Magic is the biggest offender of this. Way back in the day I remember getting cards and saying “wow, the art is cool, but it doesn’t have anything to do with the card really”. I could give an example from the Dark expansion, but I can’t remember the name.
The thing I thought of that approaches some of your points Jeff is in AGOT, with the plot cards. They are kept separate anyway, but visually, they are very easy to see as plot cards.
[…]and told the Art Folks that, hey, these could all be done by the same artist since they’re all troglodytes (or whatever, pick your favorite trait). And the AFs told me that would be boring. And they were right.
But of course the AFs are going to say that. Such folk generally (a) have an agenda to maintain Secret Art Knowledge as their domain to perpetuate their influence, and (b) are less interested in gameplay—especially across the game as a whole—than they are in making each card into a standalone work of artistism.
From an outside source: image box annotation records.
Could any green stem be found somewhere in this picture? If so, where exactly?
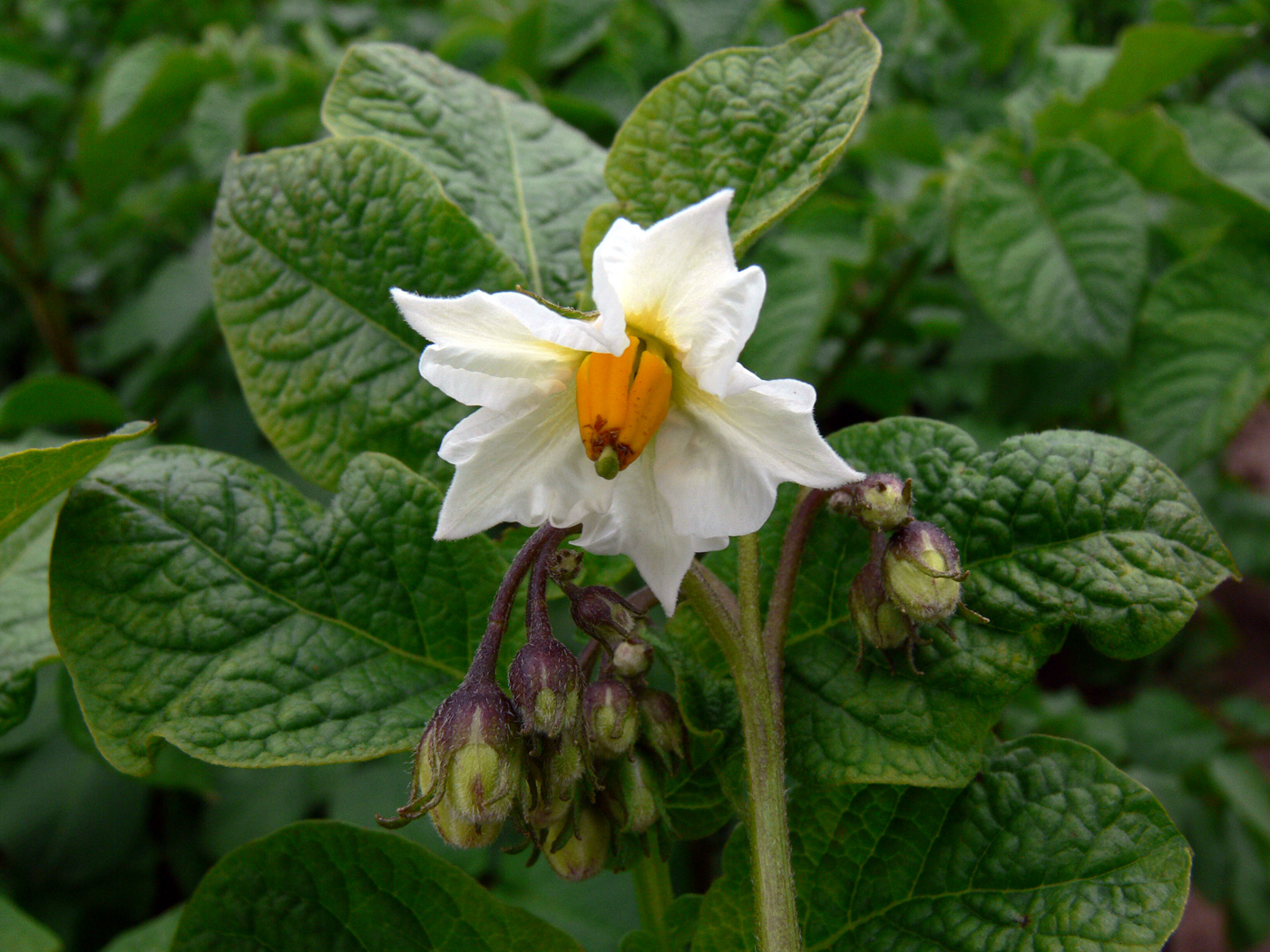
[683,536,801,952]
[631,837,674,952]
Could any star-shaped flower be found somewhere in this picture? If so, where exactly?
[393,189,861,612]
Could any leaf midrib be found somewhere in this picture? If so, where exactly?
[98,480,464,680]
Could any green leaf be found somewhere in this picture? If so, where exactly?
[212,139,521,492]
[1119,247,1270,470]
[692,736,1190,952]
[604,13,882,254]
[1035,23,1247,139]
[952,143,1147,356]
[1169,105,1270,218]
[0,423,153,539]
[50,447,503,774]
[102,907,184,952]
[0,374,127,432]
[323,44,609,302]
[772,418,1233,786]
[1079,105,1270,228]
[0,495,63,733]
[172,821,581,952]
[0,895,63,952]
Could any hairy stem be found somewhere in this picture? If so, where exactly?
[683,536,801,952]
[630,837,674,952]
[763,489,833,679]
[464,523,578,682]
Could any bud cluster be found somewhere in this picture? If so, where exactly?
[828,473,987,674]
[380,540,687,879]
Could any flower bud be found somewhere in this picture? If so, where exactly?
[583,679,639,759]
[828,472,913,532]
[547,549,581,587]
[613,638,653,678]
[568,585,644,651]
[542,806,612,882]
[507,636,585,737]
[613,752,660,832]
[850,561,913,657]
[638,688,687,771]
[882,521,966,625]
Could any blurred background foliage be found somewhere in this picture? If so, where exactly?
[7,0,1270,951]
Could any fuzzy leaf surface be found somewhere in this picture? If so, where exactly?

I call On the Edge to the stand. The unifying artistic styles brought to, for example, the different street gangs by Greg Houston and Roger Raupp is useful in card recognition (and therefore gameplay) without being boring whatever.
The thing I thought of that approaches some of your points Jeff is in AGOT, with the plot cards. They are kept separate anyway, but visually, they are very easy to see as plot cards.
AGOT’s plot cards are a great example of graphic design used well distinguish card types. Even though they’re kept in a distinct play area, if it were not for their landscape orientation and very distinctive stat areas, I think they’d pretty frequently be mistaken for discard or dead piles in actual play.
(Does the art itself, past its overall orientation, do much to distinguish plot cards from other cards in AGOT? That might be another question.)